Betts youngest with 2 HRs for Sox since Rice

With Hall of Famer in attendance, center fielder provides all of Boston's offense

Betts youngest with 2 HRs for Sox since Rice

BOSTON -- Wearing a vintage 1975 Red Sox uniform, Mookie Betts put on a power surge right out of, well, 1975.

The two-homer night by Betts was the entire scoring output for the Red Sox in a 2-0 victory over the Rays that snapped a four-game losing streak.

Betts, at the age of 22 years and 210 days, became the youngest player to belt two homers for Boston since Hall of Famer Jim Rice, who did it at the age of 22 in -- you guessed it -- 1975.

This was news to Betts.

"Nope, but now I know. I'm sure I'll talk some smack to him [Wednesday]," said Betts with a smile.

Farrell on 2-0 win

The magical '75 team, which came one rally from winning a World Series, was honored during pregame ceremonies.

But once the game started, the Red Sox needed to focus on the current state of affairs, which hadn't given fans much to smile about of late.

Betts lifted some tension from a frustrating homestand by breaking up Drew Smyly's no-hit bid with a towering shot off of a sign behind the Monster Seats to break a scoreless tie leading off the sixth.

"Just try to get on base and score a run no, matter how it is," said Betts. "You do know he has a no-hitter, so you always want to break it up, but then you have to step back and know it's a team thing, you have to score some runs."

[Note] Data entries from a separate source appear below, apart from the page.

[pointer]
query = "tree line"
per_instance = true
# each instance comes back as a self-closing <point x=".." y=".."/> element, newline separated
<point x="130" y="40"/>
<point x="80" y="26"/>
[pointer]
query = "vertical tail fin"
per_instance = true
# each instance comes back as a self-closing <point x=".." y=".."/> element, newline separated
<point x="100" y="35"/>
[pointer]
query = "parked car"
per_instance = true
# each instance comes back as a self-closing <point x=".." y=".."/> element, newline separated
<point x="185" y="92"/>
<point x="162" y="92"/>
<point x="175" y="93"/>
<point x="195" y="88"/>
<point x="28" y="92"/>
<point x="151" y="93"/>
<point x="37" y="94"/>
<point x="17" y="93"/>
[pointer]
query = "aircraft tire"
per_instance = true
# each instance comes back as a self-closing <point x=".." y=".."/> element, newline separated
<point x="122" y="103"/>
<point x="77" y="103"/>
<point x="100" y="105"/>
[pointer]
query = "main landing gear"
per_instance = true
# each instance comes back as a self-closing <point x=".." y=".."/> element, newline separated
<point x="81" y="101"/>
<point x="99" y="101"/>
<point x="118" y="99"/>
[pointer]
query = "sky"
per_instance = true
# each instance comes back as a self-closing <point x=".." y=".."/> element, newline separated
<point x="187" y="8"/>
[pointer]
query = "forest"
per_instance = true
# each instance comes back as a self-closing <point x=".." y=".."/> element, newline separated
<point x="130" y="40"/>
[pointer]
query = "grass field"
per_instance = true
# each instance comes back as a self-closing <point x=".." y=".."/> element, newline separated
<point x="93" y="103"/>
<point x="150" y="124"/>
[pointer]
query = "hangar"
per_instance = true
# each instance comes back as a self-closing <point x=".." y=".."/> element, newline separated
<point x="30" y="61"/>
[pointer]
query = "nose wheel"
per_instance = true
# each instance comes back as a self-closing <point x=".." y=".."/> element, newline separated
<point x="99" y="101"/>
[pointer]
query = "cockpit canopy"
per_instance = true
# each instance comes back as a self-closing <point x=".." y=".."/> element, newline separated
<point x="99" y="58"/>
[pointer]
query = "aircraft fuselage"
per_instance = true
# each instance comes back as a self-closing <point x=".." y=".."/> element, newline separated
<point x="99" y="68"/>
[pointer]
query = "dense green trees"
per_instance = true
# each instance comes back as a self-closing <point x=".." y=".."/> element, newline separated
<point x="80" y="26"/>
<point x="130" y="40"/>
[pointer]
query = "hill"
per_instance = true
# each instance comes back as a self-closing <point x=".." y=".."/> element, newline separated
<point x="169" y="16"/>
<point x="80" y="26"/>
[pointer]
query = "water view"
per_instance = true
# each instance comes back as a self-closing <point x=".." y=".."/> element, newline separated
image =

The Red Sox didn't score again until the eighth, when Betts took another big cut and ripped one over the Monster against Ernesto Frieri.

Though Betts is hitting just .234 as Boston's leadoff man, nobody seems particularly worried about his modest start. Betts simply looks like one of those players who belongs on the Major League stage, similar to guys like Rice and Fred Lynn did back in '75.

Lynn, Rice in booth

"Well, for what we saw from Spring Training on, take away the average, his timing at the plate is pretty consistent, even though he's had some balls when they've been hit hard, they've been hit right at people," said Red Sox manager John Farrell. "His hand-eye coordination allows him to get that kind of swing on a first pitch that he sees from Frieri. One heck of an athlete. We're seeing some pretty special things in a short glimpse here."

Blake Swihart, who made his Major League debut just a few days ago, has had plenty of chances to see Betts perform heroics in the Minors.

"It was impressive," Swihart said of Tuesday's show. "That's how special that kid is. He can do that any night he wants."

What does Betts make of the start he's had to his first full season in the Majors?

"I think it's been all right," Betts said. "I've had a couple balls that didn't fall for me, and I've mixed in some bad at-bats as well, but I feel like I'm close, right where I want to be."